Macro-management is the Issue

On the other hand at least two Muslim countries have been able to make a break-through with export led growth. Malaysia and Indonesia with annual growth rates above six per cent may serve as role models for many other Muslim countries.

This is happening in a world in which the most advanced countries, indeed the entire developed world, is struggling hard to reach and maintain a three per cent annual rate of growth and to help their large number of unemployed find jobs.

Then we have the latest UNDP report (for 1994) naming a number of Muslim countries making "big advance" up the HDI (Human Development Indicators) ladder: Iran, Turkey, Malaysia and Tunis.

The message is clear: No one is condemned to poverty and backwardness for all time to come, as no one is assured of being at the top for ever. It is works that count.

What can Islamic economics contribute? Are there any signs it is going to make some difference? When, where, and what is expected?

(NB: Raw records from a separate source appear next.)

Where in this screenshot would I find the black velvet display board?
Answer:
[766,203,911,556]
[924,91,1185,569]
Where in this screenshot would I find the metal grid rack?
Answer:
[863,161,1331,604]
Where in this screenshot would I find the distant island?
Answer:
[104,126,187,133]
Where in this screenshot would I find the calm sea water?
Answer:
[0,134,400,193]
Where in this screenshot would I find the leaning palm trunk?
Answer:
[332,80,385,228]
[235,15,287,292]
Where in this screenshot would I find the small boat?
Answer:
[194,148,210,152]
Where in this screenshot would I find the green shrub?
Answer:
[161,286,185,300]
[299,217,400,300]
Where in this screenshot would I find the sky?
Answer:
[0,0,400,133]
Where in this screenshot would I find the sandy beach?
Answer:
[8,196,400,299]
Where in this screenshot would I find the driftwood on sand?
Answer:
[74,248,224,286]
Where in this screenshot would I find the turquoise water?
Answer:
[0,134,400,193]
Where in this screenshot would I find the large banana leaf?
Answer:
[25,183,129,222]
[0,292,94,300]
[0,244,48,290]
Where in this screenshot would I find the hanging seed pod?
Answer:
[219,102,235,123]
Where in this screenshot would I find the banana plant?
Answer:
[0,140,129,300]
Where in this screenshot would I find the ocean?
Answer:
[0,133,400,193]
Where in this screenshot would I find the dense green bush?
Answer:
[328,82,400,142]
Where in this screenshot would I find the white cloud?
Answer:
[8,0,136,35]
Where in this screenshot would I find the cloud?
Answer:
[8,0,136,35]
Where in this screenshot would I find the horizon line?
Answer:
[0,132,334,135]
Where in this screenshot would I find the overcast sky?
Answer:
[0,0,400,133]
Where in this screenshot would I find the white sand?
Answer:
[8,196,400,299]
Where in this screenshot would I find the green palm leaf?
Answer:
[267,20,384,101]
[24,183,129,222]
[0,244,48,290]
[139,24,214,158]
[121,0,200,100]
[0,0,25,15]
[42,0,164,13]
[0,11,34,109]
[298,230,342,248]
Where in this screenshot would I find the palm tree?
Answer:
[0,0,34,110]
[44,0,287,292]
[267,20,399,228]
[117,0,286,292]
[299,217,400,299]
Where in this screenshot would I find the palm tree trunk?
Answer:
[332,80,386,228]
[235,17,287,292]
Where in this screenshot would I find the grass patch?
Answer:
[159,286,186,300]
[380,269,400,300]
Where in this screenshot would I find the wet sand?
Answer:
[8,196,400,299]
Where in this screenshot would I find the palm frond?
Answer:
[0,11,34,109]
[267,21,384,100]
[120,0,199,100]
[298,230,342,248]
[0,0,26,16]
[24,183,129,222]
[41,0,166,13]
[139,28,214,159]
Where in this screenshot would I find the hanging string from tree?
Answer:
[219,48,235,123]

The most likely place seems to be the universities, to begin with. The most promising subject is a sane and sound system of money and finance for which the search is on.

There is also the possibility that some Muslim countries manage to have sustained growth over the next few decades, accompanied by improved Islamic living. Of special importance in the context of Islamic living will be the family.

If a drug free, crime free, ecologically balanced growth which is every heart's desire materializes in some Muslim countries within the next few decades Islamic economics will have made a significant impact. Practical results are, after all, the ultimate touchstone for theory. The event itself is sure to lead to further refinement and development of the theory of Islamic economics.